There are some biostats research groups that are approaching the problem more or less in line with your option #2: considering physical activity as a 24-hour function, modeling each day with a basis expansion. There’s a really nice in-depth review on these kinds of strategies in Erjia Cui’s dissertation defense here from this spring.
Some papers use functional principal component analysis on either the activity data or the log+1 transform of it, then get fPCA scores and use those in a regression model, possibly alongside other covariates.
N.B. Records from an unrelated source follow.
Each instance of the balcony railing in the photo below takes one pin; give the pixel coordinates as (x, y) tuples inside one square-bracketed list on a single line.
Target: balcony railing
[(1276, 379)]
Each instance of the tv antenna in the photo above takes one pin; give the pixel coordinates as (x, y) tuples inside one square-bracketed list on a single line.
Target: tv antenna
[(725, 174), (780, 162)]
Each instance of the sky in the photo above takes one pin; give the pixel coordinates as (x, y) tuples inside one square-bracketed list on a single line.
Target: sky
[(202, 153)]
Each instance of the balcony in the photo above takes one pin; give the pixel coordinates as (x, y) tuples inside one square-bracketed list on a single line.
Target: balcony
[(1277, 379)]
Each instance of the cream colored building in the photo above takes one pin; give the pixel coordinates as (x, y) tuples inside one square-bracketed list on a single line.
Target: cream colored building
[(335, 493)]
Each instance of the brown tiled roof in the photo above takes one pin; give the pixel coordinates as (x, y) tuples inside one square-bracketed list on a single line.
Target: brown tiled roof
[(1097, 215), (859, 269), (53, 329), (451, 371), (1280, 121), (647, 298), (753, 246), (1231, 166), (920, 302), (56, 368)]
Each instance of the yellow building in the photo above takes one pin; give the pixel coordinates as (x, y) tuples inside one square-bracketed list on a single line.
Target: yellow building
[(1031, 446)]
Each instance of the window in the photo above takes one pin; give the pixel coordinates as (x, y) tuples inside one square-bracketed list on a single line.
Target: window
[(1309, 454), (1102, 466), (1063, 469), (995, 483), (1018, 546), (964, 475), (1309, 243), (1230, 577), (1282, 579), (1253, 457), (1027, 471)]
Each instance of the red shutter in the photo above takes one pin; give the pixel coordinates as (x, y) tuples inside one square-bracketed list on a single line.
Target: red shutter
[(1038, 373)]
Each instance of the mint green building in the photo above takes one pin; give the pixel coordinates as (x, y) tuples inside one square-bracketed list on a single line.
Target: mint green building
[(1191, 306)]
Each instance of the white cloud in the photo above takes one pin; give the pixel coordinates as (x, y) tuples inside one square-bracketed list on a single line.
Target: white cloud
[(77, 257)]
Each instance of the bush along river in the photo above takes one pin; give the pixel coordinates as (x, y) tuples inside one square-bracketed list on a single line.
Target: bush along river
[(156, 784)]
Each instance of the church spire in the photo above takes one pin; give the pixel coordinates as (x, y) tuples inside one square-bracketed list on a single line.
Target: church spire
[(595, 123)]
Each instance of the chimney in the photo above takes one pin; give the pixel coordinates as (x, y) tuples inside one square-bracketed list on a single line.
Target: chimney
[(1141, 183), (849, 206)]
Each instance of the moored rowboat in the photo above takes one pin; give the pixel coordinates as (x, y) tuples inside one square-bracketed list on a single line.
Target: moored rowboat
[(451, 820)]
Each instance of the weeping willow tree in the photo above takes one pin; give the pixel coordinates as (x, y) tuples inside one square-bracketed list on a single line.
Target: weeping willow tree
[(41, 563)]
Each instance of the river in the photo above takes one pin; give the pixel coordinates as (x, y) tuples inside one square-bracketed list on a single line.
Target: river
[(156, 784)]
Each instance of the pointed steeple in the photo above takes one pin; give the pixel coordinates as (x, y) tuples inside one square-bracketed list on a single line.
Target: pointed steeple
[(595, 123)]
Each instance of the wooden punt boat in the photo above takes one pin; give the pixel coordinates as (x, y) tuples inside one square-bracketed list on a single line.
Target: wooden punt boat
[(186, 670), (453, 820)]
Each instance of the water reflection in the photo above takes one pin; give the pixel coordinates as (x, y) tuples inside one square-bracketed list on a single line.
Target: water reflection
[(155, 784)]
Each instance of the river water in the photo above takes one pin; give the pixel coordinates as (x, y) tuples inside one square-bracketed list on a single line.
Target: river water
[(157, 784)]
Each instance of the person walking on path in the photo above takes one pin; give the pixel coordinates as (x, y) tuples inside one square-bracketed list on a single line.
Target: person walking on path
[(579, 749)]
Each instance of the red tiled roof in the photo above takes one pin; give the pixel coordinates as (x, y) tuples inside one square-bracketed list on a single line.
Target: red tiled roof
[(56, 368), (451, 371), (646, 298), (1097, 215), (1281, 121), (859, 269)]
It’s also possible to use the functions themselves as covariates in a regression model. The ‘refund’ package in R supports this kind of analysis, using a generalization of semiparametric mixed models. That allows lots of useful features, like random functional intercepts for multi-day observations on the same person, generalizing to nonlinear effects of the 24-hour function, and including other possibly nonlinear scalar covariates.
Depending on the study goals, you could also treat the 24hr activity pattern as the outcome, and look at the change in activity pattern as a function of age, or being on a certain medication, for example.
There are some interesting complicating factors with any approach:
- Should the 24hr day start at midnight for everyone, or should the daily observations be aligned somehow to account for, e.g. someone who gets out of bed at 5am vs. at 10am?
- Often physical activity monitors give you informative missingness, i.e. you know when the person isn’t wearing the device. How much missingness should you tolerate? Do you impute the missing data, or use an analysis method that allows the 24hr activity function be sparsely observed?
- If you have access to raw accelerometer data, it’s possible to recognize specific types of physical activity (driving, biking, walking, sleeping, etc.) with activity recognition algorithms, e.g. as done in this paper. How should the analysis change if you are interested in differential effects of different kinds of activity? For example, activity counts on a wrist-worn accelerometer would be pretty low when riding a bike, but if you knew that activity time was from a bike ride, it’d be nice to be able to account for it in your analysis. Sleeping is another good example: 5hrs of sleep + 3hrs of sedentary time with similarly-low activity counts is probably less healthy than 8hrs of sleep.
I think this topic is a very timely one, since there are many new large-scale studies like NHANES and UK Biobank that are incorporating physical activity data alongside outcomes like cognitive function, blood pressure, mortality, and pretty much anything else you might care about from a health perspective.